Re: [Gluster-users] Crossover cable: single point of failure?
Hi Whit, Thanks for your reply. I do know that it's not the Gluster-standard thing to use a crossover link. (Seems to me it's the obvious best way to do it, but it's not a configuration they're committed to.) It's possible that if you were doing your replication over the LAN rather than the crossover that Gluster would handle a disconnected system better. Might be worth testing. It is still the same, even if no crossover cable is used and all traffic goes through an ethernet switch. The client can't write to the gluster volume anymore. I discovered that the NFS volume seems to be read-only in this state: client01:~# rm debian-6.0.1a-i386-DVD-1.iso rm: cannot remove `debian-6.0.1a-i386-DVD-1.iso': Read-only file system So all traffic goes through one interface (NFS to the client, glusterfs replication, corosync). I can reproduce the issue with the NFS client on VMware ESXi and with the NFS client on my Linux desktop. My config: Volume Name: vmware Type: Replicate Status: Started Number of Bricks: 2 Transport-type: tcp Bricks: Brick1: gluster1:/mnt/gvolumes/vmware Brick2: gluster2:/mnt/gvolumes/vmware Regards, Daniel ___ Gluster-users mailing list Gluster-users@gluster.org http://gluster.org/cgi-bin/mailman/listinfo/gluster-users
Re: [Gluster-users] Crossover cable: single point of failure?

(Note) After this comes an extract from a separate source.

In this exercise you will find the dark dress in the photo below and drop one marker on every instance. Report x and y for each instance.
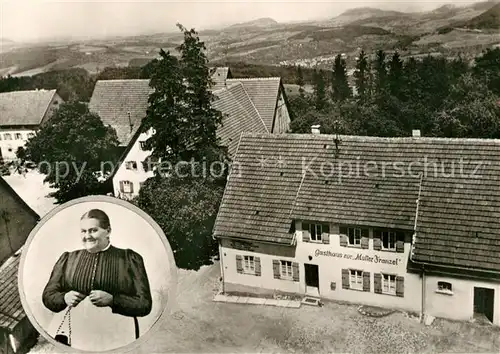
(117, 271)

Daniel, Can you confirm if you backend filesystem is proper? Can you delete the file from the backend? Gluster does not return EROFS in any of the cases you described. Also, try setting a lower ping-timeout and see if it helps in case of crosscable failover test. Avati On Tue, Jun 14, 2011 at 12:58 PM, Daniel Manser dan...@clienta.ch wrote: Hi Whit, Thanks for your reply. I do know that it's not the Gluster-standard thing to use a crossover link. (Seems to me it's the obvious best way to do it, but it's not a configuration they're committed to.) It's possible that if you were doing your replication over the LAN rather than the crossover that Gluster would handle a disconnected system better. Might be worth testing. It is still the same, even if no crossover cable is used and all traffic goes through an ethernet switch. The client can't write to the gluster volume anymore. I discovered that the NFS volume seems to be read-only in this state: client01:~# rm debian-6.0.1a-i386-DVD-1.iso rm: cannot remove `debian-6.0.1a-i386-DVD-1.iso': Read-only file system So all traffic goes through one interface (NFS to the client, glusterfs replication, corosync). I can reproduce the issue with the NFS client on VMware ESXi and with the NFS client on my Linux desktop. My config: Volume Name: vmware Type: Replicate Status: Started Number of Bricks: 2 Transport-type: tcp Bricks: Brick1: gluster1:/mnt/gvolumes/vmware Brick2: gluster2:/mnt/gvolumes/vmware Regards, Daniel ___ Gluster-users mailing list Gluster-users@gluster.org http://gluster.org/cgi-bin/mailman/listinfo/gluster-users ___ Gluster-users mailing list Gluster-users@gluster.org http://gluster.org/cgi-bin/mailman/listinfo/gluster-users
Re: [Gluster-users] Crossover cable: single point of failure?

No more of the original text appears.